Why “Super Mario Galaxy” and “Project Hail Mary” Keep Winning
Mario and Hail Mary are very different movies, but their box office success is powered by overlapping strengths.
1. Multi-Generational Appeal
Mario is essentially comfort food. Parents who grew up with the games bring their kids, who already know the character from modern consoles and social media. That’s a cycle most horror titles can’t easily tap into.
2. Optimistic Spectacle
Both films promise an uplifting experience—Mario via colorful adventure, Hail Mary via science‑driven problem-solving and emotional catharsis. In a climate where real-world news rarely feels light, that kind of optimism is a selling point.
3. IP With a Clear Identity
You know what a Mario movie feels like after a single image. You know the tone of an Andy Weir adaptation from the logline. The Mummy, in 2026, is less clearly defined: is it horror, adventure, or something in between? The marketing never fully answered.
What This Weekend Says About Horror and Legacy IP
The story here isn’t that The Mummy “failed”—a solid third-place debut behind two juggernauts can still be commercially viable, especially with controlled budgets and strong international play. The more telling takeaway is what the situation reveals about how horror and legacy properties function in 2026.
- Horror Thrives on Modest Budgets and Long Legs – Recent hits in the genre have relied on relatively low cost and strong word-of-mouth rather than opening at #1.

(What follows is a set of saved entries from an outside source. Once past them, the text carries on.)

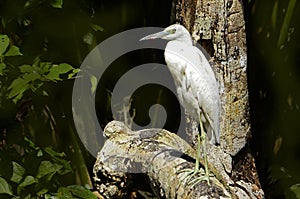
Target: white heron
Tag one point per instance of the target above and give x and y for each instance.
(196, 85)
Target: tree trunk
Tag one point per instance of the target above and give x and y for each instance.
(220, 28)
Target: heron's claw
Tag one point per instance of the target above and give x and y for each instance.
(193, 177)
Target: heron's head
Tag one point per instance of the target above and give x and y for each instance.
(173, 32)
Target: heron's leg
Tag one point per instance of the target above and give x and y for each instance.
(194, 174)
(202, 140)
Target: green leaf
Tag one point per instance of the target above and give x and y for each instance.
(88, 38)
(2, 68)
(31, 144)
(96, 27)
(46, 167)
(5, 187)
(57, 3)
(94, 81)
(17, 88)
(64, 193)
(60, 159)
(29, 180)
(73, 73)
(13, 51)
(4, 42)
(18, 172)
(81, 192)
(42, 192)
(57, 70)
(29, 69)
(286, 23)
(296, 190)
(30, 77)
(274, 14)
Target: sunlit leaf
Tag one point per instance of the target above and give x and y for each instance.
(2, 67)
(17, 88)
(31, 144)
(64, 192)
(57, 3)
(81, 192)
(73, 73)
(5, 187)
(88, 38)
(13, 51)
(60, 159)
(296, 189)
(29, 180)
(4, 42)
(93, 80)
(42, 191)
(29, 77)
(96, 27)
(18, 172)
(57, 70)
(46, 167)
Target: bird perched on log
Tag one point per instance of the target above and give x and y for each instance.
(196, 85)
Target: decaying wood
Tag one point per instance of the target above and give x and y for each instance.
(219, 27)
(162, 156)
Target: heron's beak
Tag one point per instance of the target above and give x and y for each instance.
(155, 36)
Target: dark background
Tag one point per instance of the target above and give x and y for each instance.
(56, 35)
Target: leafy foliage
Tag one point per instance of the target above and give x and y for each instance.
(44, 180)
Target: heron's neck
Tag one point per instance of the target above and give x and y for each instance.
(185, 39)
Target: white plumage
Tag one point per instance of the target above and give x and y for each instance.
(194, 78)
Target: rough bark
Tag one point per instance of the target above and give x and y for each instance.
(220, 28)
(162, 156)
(156, 152)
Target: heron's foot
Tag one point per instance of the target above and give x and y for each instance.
(193, 176)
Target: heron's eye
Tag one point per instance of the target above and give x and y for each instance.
(172, 31)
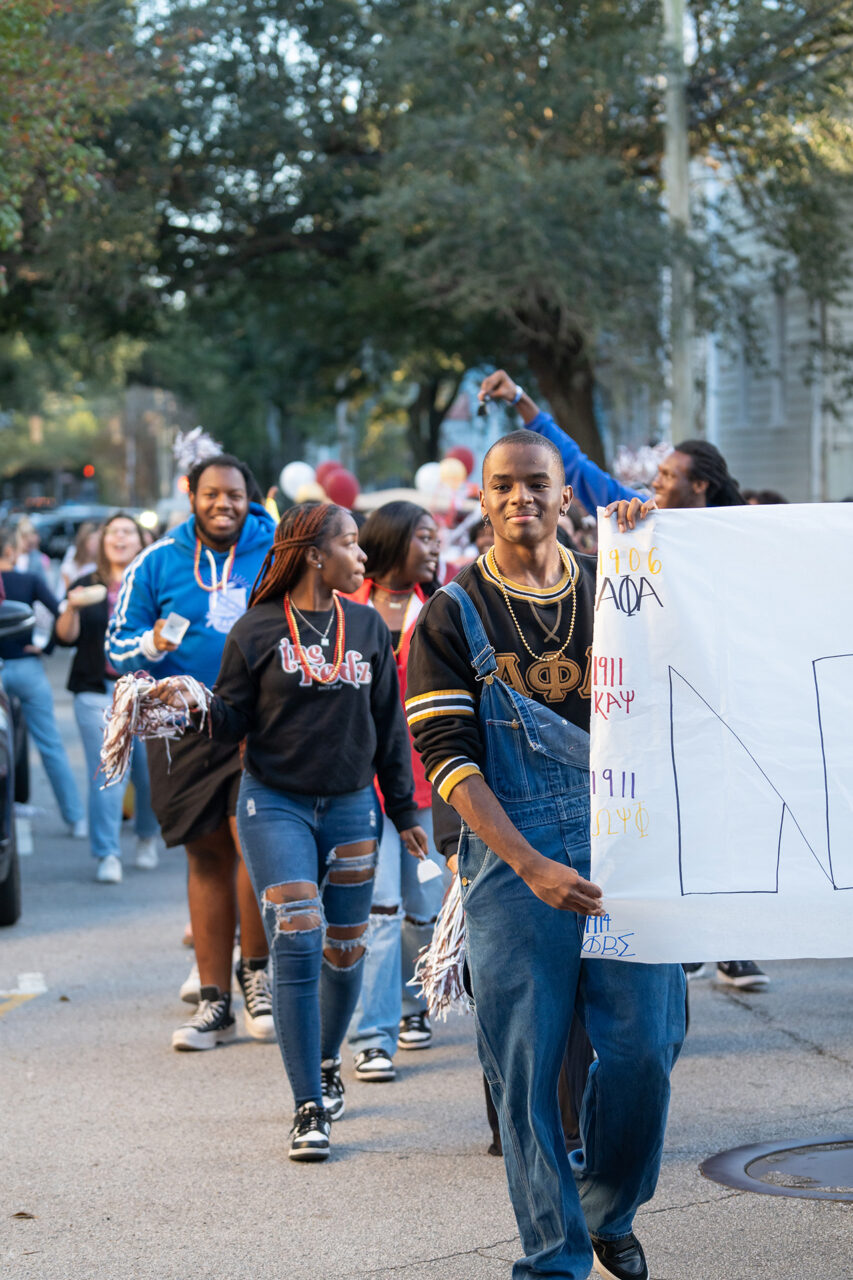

- “Legacy IP” Isn’t a Magic Word – Slapping a classic title on a movie isn’t enough. Viewers need a clear sense of what’s new about this version—and why they should care now.
- Audiences Reward Clear Value Propositions – Mario sells spectacle and familiarity. Hail Mary sells smart sci‑fi emotion. The Mummy sold “it’s back,” but not always “here’s why differently.”
As one critic put it, “Universal isn’t just competing against other studios—it’s competing against your memory of Brendan Fraser on a giant sand face.”
Looking Ahead: Can “The Mummy” Still Find Its Audience?
Theatrical rankings only tell part of the story. Horror has historically overperformed on digital platforms, where viewers can opt in privately and at their own pace. If Lee Cronin’s The Mummy can build a cult around its more atmospheric, curse‑driven approach, it may yet justify sequels or spin‑offs—even without toppling Mario or Hail Mary theatrically.
The weekend’s box office is, in a way, a snapshot of the current studio mindset: chase four‑quadrant familiarity, adapt beloved novels with care, and hope horror can thrive in the margins. For audiences, it’s a reminder that “third place” doesn’t always mean “not worth seeing”—it just means you might have the quietest auditorium in the multiplex.
Whether you’re in it for galaxy‑hopping plumbers, science‑savvy astronauts, or resurrected curses, this box office weekend underlines a simple truth about movies in 2026: audiences know exactly what they want—and they’re not shy about voting with their ticket stubs.